There are around 1.8 million developers on the platform in China, and the nation serves as Apple’s third-largest market in terms of sales. That said, Apple is fighting to maintain its ground in the highly competitive tech landscape in the Asian nation, especially as high-end mobile devices from domestic companies prove increasingly comparable (and perhaps more affordable). That said, with the recent release of the iPhone 8 and the iPhone X, Apple may just find its way back to the front of the pack.

While local developers may be faring quite well on Apple’s platform, many foreign and American developers cannot say the same. Apple has come under fire for acquiescing to Chinese government officials’ demands to remove “hundreds of apps,” as Reuters noted. These apps include everything from messaging services to virtual private network (VPN) services, which can be used to get around China’s stringent internet controls.

Most recently, video conferencing and calling service Skype disappeared from the the App Store, as well as from local third-party app stores.

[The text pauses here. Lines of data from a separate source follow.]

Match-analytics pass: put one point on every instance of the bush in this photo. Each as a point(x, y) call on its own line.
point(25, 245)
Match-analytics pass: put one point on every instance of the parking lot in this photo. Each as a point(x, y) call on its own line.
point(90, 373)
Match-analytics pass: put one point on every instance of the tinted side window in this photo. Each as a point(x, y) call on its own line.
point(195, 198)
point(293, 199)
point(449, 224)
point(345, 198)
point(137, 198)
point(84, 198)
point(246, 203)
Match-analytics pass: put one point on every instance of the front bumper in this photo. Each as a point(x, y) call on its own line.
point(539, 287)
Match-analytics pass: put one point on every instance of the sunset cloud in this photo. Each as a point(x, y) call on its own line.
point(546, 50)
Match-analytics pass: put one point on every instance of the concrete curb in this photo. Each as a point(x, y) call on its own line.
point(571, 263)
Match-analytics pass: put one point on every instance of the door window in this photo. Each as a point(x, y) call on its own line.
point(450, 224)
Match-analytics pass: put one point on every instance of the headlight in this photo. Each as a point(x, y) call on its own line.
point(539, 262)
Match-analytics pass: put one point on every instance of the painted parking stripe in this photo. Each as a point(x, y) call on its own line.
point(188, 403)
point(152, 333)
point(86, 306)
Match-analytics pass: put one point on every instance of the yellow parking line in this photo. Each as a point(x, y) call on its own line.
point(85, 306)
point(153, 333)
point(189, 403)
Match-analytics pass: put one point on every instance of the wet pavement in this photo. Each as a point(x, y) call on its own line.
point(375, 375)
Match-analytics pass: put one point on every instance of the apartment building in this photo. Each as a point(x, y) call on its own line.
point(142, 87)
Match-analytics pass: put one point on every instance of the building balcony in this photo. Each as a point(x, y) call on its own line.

“We have been notified by the Ministry of Public Security that a number of voice over internet protocol apps do not comply with local law. Therefore these apps have been removed from the app store in China,” an Apple spokeswoman told the Times in an emailed statement regarding questions about Skype’s recent vanishing act. “These apps remain available in all other markets where they do business.”

Regardless of whether or not apps are made available in China, it’s clear that Apple is doing what it can to court the country. As Reuters notes, Cook has made several visits to the nation, and as even met with President Xi Jinping. What that means for Apple’s future in China has yet to be determined.